Por eso, por ejemplo, insisten en etiquetarnos. Por eso, cuando quieren halagarnos (sucede a veces) a los de UPyD nos hablan de la palabra Progreso que va en nuestro alambicado nombre de partido. El Progreso se ha definido como bueno (ahora) y, por tanto, es de izquierdas. Si nosotros queremos el Progreso, debemos ser de izquierdas. Cuando nos quieren dar caña, las más de las veces, se olvidan de esa palabra, se fijan en la de Unión, y nos llaman centralistas, falangistas y cosas así de bonitas.

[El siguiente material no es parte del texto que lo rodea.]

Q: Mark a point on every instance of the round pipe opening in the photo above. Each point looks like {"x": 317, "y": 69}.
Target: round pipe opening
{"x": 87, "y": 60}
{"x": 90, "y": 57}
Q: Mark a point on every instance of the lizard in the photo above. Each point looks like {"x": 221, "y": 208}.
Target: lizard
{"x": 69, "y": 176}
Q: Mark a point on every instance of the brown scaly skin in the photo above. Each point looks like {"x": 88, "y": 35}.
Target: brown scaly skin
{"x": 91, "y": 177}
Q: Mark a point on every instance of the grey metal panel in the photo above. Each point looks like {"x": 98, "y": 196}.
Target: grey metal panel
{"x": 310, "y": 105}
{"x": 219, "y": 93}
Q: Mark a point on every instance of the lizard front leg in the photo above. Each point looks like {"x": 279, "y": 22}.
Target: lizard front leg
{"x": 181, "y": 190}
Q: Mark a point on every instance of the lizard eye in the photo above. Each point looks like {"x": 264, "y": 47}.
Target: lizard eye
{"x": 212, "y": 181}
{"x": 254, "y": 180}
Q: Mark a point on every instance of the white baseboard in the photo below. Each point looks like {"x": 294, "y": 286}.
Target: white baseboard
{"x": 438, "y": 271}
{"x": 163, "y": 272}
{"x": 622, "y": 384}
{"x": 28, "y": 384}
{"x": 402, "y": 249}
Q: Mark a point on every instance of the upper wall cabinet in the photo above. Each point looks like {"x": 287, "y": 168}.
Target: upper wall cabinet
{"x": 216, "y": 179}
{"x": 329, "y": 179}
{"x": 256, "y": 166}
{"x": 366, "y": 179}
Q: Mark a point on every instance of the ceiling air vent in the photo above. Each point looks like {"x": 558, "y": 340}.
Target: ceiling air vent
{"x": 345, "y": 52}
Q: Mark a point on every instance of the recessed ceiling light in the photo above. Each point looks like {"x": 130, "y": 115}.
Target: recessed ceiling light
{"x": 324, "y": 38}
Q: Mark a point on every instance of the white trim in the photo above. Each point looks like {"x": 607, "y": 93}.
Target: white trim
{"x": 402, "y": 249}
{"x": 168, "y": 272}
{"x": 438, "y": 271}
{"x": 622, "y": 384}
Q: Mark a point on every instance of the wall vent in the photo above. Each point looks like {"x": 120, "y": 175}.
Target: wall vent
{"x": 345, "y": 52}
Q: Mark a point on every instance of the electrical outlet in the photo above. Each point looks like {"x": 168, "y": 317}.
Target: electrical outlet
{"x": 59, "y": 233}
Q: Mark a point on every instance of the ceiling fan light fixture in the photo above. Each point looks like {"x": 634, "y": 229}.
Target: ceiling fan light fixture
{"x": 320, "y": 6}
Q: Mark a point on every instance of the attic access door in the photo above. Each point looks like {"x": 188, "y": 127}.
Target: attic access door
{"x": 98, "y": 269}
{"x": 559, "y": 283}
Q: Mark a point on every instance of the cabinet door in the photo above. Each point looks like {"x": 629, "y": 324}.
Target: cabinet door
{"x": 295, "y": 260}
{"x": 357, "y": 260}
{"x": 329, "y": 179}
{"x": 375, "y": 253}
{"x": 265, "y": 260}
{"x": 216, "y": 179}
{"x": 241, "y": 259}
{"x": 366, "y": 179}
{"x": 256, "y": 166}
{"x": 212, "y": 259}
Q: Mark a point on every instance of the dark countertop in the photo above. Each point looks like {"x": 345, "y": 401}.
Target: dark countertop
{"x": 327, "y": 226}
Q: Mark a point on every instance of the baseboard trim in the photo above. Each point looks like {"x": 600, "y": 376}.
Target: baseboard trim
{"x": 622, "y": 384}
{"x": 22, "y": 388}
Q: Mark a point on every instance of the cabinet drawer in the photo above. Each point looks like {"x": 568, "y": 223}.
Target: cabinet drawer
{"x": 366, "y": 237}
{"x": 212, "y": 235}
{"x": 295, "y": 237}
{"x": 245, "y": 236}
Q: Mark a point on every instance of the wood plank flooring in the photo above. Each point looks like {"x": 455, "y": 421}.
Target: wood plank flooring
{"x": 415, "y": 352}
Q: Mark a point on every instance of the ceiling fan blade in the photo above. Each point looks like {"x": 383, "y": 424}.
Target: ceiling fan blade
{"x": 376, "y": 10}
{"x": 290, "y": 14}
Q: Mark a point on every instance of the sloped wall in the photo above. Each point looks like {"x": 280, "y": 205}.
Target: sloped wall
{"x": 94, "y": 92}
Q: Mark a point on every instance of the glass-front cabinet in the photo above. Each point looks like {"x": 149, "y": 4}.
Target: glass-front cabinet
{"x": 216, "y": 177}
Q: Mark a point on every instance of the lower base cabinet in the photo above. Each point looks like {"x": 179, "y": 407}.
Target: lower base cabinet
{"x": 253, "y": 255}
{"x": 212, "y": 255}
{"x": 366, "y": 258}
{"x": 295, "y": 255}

El problema es que la altura moral de la izquierda, por ser izquierda, es falsa. Uno puede tener altura moral independientemente de su ideología, o carecer de ella a pesar de esa ideología. Por más que a nuestra izquierda no les entre en la cabeza, la vida no es blanca ni negra, es, mayormente, muchos tonos de gris (y no hablo de la novela, por Dios). Por eso cada dos por tres se encuentran con problemas como los de Ponferrada.

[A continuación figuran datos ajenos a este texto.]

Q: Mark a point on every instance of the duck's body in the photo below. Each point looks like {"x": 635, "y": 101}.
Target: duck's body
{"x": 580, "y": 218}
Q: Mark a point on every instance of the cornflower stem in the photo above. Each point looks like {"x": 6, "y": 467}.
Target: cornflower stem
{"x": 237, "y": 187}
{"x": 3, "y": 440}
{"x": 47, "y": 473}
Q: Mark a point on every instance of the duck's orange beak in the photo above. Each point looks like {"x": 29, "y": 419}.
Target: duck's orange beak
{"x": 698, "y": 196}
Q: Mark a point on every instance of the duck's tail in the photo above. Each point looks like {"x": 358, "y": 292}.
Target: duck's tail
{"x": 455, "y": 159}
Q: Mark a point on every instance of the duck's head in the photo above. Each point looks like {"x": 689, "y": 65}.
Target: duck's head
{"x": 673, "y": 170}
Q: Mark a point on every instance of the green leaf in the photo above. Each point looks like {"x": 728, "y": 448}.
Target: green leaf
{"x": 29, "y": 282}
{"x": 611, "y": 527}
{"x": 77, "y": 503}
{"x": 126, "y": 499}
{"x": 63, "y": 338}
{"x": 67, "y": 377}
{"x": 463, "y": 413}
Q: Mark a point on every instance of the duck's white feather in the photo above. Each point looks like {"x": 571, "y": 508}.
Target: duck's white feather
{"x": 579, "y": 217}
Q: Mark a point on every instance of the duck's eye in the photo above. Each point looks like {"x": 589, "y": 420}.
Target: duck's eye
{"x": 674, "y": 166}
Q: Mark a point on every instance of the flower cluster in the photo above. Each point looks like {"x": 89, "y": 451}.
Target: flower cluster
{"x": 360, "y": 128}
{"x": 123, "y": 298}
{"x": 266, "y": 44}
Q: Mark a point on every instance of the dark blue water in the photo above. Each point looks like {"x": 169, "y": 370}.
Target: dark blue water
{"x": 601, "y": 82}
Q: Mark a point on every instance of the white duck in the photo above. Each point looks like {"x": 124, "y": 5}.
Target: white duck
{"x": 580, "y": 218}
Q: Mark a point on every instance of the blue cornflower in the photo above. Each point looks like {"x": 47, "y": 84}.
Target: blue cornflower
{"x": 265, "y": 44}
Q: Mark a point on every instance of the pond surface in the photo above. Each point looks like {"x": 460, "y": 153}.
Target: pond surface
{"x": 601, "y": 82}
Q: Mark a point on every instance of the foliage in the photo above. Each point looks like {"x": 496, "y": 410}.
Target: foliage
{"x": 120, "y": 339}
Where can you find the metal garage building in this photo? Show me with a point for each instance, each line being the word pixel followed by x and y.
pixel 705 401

Piensen en una cosa, el acosador había sido alcalde con el PP. El acosador había sido expulsado por el PP DESPUÉS de defenderlo durante mucho tiempo. Y el acosador le ha dado la Alcaldía al PSOE por estar enemistado con el PP, no más. Pero, ¿quien ha salido trasquilado? El PSOE. ¿Por qué? Por la falsa creencia de que la izquierda es más pura y más elevada que el resto de las opciones.
Bueno, en lo de Ponferrada se suma también el lío montado, después, por una Agrupación Local díscola que no sabe lo que es la jerarquía dentro de un partido. Pero eso es otra cosa e, imagino, se da en todas partes. Debe ser un problema tratar de dirigir un partido tan grande como el PSOE con los cientos de agrupaciones locales que debe tener. A poco que existan dos o tres que van a su bola y se crean los reyes del mambo, tienes lío montado. 

1 comentario:

  1. La supuesta izquierda tiene doble o triple moral. Se han cargado la esperanza de muchos acolitos que hoy se han desenganchado de la política. Voy a decir que es triste para ellos, ciudadanos con ideas que se han quedado sin su referente. Simplemente se han cargado un pensamiento. Hoy ha salido un encuesta que habla de 54% de abstención, dios mio en que peligro nos estan poniendo los ppsoistas.